Dikutip laman Gulf, meski karyawan yang bisa melakukan aktivita skerja dari rumah, pemerintah Singapura akan tetap mengizinkan sektor-sektor seperti manufaktur, yang mengharuskan pekerja berada di lokasi tetap bekerja. Tetapi, pemerintah mengimbau harus mulai membuat persiapan untuk pembukaan kembali ekonomi secara bertahap dalam beberapa minggu mendatang.

Menteri Perdagangan dan Industri Singapura, Chan Chun Sing mengatakan kepada wartawan pada hari Minggu, 3 Mei 2020, para pekerja harus menerapkan langkah-langkah berkelanjutan untuk mencegah penyebaran wabah coronavirus atau COVID-19. 

Pihak berwenang pada hari Sabtu mengatakan beberapa tempat kerja dan layanan publik akan kembali beroperasi mulai 12 Mei 2020, sementara untuk sebagian kegiatan pendidikan akan diizinkan kembali ke belajar di sekolah pada minggu berikutnya. 

Seperti diketahui, lebih dari 80 persen tenaga kerja di Singapura sekarang bekerja di rumah setelah negara menerapkan langkah-langkah pemutus rantai virus corona, termasuk melakukan penutupan sekolah dan sebagian besar tempat kerja pada awal April 2020.

Bagi mereka yang mampu pihak pemerintah meminta untuk tetap bekerja dari rumah. "Kami mengharapkan mereka untuk terus bekerja dari rumah di masa mendatang," kata Chan. 

"Banyak orang telah terbiasa dengan penggunaan platform Internet. Untuk pekerjaan yang tidak memerlukan banyak kegiatan di kantor, mereka akan terus berlanjut, dan ini membentuk sebagian besar ekonomi kita."

Singapura melaporkan data Minggu, 3 Mei 2020, ada penambahan kasus corona yakni sebanyak 657. Sehingga total kasus corona di negara itu menjadi lebih dari 18.200. 

Mayoritas infeksi di Singapura terkait dengan pekerja migran yang tinggal di asrama sempit dan tidak bersih.

"Jumlah kasus di antara pekerja migran telah berfluktuasi dalam beberapa hari terakhir karena pembersihan kasus yang ditumpuk oleh satu laboratorium," Kementerian Kesehatan mengatakan pada hari Minggu. 

Membuka kembali industri

Chan mengatakan, terlepas dari industri biomedis dan petrokimia, yang tetap buka, Singapura memprioritaskan bisnis yang penting sebagai rantai pasokan global, tetap melanjutkan operasinya mulai 12 Mei 2020. 

Perusahaan yang memulai kembali pekerjaan harus memastikan karyawan menjaga jarak aman satu sama lain, memiliki tempat istirahat yang tepat, dan melakukan tes jika diperlukan untuk kelompok berisiko lebih tinggi.
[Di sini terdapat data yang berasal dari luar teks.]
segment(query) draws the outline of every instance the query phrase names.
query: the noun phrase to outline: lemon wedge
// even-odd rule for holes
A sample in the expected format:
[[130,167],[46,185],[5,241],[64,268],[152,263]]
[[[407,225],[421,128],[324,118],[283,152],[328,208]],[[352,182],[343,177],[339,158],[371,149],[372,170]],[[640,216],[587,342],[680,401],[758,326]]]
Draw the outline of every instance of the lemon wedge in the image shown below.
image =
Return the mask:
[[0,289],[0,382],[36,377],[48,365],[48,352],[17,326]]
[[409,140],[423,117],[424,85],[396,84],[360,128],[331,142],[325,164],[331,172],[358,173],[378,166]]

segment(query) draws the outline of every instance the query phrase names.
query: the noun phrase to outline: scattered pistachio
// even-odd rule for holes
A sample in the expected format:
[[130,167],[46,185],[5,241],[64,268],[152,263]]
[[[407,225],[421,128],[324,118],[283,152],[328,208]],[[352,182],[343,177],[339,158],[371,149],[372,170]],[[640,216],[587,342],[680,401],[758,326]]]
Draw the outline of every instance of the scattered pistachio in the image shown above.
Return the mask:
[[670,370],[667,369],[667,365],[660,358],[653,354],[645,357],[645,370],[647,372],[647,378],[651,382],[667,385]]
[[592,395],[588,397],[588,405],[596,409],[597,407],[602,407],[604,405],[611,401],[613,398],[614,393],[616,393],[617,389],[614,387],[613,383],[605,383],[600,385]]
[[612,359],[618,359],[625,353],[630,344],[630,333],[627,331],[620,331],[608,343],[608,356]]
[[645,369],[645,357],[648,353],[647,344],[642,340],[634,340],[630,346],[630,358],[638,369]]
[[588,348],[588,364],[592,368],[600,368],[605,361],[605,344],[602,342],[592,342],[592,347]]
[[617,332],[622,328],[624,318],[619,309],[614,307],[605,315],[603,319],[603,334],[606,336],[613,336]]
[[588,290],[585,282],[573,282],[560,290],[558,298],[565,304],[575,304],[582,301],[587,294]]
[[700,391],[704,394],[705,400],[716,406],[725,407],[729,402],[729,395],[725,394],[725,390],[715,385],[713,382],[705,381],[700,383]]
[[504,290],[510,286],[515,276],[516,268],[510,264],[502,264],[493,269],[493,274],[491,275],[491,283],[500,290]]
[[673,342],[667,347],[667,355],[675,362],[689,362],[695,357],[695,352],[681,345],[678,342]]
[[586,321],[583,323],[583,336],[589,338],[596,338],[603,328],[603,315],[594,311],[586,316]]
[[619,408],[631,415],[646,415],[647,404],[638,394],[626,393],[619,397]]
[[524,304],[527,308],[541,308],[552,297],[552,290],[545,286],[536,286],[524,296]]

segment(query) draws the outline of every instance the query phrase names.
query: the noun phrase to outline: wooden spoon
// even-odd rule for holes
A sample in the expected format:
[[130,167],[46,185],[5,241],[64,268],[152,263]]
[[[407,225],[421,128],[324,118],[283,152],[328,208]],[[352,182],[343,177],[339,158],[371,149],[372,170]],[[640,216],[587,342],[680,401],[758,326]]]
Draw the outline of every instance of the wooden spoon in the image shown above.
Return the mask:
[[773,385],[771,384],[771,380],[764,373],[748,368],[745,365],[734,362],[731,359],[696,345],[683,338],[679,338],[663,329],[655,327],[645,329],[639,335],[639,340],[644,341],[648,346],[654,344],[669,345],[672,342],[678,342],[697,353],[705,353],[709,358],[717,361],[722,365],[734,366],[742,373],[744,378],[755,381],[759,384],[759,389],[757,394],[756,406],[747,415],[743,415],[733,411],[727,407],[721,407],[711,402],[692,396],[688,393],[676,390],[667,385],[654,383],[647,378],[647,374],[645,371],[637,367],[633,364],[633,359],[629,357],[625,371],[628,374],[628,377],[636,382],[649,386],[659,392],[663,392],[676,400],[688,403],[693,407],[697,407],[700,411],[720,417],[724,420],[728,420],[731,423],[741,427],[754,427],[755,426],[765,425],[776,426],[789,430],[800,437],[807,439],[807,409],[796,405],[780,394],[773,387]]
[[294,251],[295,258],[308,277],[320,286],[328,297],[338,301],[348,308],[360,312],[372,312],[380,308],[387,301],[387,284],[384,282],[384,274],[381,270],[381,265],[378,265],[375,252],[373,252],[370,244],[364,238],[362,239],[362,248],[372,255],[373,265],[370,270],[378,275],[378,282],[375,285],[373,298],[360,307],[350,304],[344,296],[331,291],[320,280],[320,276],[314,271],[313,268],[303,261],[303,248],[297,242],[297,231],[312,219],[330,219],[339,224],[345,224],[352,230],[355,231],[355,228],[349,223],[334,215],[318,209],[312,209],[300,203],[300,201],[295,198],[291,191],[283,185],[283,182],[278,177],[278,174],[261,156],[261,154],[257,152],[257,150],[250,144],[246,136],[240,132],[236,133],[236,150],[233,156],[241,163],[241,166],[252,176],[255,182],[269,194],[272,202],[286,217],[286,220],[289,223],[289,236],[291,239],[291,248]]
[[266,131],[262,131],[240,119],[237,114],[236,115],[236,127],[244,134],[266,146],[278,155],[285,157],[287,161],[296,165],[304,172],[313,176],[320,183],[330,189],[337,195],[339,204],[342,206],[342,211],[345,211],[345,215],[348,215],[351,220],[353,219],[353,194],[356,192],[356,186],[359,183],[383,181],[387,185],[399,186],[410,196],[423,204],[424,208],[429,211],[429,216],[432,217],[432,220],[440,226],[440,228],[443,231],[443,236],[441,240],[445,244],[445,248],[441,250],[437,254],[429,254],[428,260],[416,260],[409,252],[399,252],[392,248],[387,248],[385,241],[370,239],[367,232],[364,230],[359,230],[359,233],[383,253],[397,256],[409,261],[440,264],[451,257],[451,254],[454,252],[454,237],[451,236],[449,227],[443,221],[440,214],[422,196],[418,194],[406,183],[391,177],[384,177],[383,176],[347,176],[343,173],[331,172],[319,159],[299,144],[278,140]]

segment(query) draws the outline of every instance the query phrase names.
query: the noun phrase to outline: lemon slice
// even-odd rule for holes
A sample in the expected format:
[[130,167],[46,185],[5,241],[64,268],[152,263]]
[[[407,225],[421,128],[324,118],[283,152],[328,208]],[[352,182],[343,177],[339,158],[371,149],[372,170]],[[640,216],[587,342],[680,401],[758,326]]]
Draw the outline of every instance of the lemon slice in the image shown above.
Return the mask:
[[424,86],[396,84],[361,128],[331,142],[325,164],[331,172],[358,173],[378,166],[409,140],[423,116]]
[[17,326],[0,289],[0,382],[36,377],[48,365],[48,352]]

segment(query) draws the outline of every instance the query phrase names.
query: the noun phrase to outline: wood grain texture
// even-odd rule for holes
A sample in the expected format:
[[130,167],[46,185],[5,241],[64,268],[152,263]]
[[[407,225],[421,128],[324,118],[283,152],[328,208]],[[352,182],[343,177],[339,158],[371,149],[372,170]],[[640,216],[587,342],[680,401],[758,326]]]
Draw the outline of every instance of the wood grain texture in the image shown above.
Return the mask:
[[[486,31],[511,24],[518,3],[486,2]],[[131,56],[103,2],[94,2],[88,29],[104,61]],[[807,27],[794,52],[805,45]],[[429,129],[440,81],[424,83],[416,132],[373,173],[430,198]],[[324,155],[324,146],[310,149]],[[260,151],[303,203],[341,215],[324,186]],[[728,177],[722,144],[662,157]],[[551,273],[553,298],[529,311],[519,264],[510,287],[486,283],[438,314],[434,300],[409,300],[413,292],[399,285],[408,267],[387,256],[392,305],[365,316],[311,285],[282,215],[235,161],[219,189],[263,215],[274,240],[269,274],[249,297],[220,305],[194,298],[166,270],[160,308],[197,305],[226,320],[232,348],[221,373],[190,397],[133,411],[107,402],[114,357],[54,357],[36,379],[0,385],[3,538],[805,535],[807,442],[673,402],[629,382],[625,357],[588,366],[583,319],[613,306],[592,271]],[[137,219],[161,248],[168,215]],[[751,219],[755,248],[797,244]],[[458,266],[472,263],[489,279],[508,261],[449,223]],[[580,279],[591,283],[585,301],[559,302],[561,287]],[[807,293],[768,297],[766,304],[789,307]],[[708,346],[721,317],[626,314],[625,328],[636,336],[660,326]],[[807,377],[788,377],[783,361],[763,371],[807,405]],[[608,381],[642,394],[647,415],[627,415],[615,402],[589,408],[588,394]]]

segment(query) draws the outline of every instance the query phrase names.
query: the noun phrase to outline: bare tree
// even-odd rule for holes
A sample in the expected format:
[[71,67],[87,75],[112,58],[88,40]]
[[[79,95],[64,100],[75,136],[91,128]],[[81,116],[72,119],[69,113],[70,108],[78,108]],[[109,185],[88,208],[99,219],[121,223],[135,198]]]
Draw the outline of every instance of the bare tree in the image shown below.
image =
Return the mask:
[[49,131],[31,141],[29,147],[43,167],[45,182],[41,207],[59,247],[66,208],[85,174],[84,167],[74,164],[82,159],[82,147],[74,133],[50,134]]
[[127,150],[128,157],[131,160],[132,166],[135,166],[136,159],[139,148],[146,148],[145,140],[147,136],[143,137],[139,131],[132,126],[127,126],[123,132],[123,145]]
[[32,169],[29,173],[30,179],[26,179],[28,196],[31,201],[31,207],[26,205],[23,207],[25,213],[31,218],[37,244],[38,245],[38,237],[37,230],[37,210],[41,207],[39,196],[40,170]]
Karyawan juga tidak boleh bergaul dan berinteraksi di luar pekerjaan, katanya.

Kementrian Kesehatan Singapura juga mengatakan, produsen makanan, bisnis makanan berbasis rumah, beberapa gerai ritel untuk pengiriman dan takeaways, dan layanan binatu serta jasa cukur dan tata rambut diizinkan untuk memulai kembali operasi dari 12 Mei 2020. 

Siswa yang mengikuti ujian nasional dan mereka yang berada di beberapa kampus pendidikan tinggi akan diizinkan kembali ke sekolah dalam jumlah kecil mulai 19 Mei 2020. 

Perjuangan melawan infeksi virus corona tetap membuat pemerintah Singapura tetap waspada. Bahkan pihaknya terus mempelajari langkah-langkah apa yang akan disesuaikan pada Juni. Pembatasan pada pergerakan pekerja asing di asrama akan diperpanjang hingga 1 Juni karena negara itu terus memerangi lonjakan kasus coronavirus.

Meski demikian, langkah-langkah penanggulangan virus corona akan disesuaikan dengan perkembangan kondisi.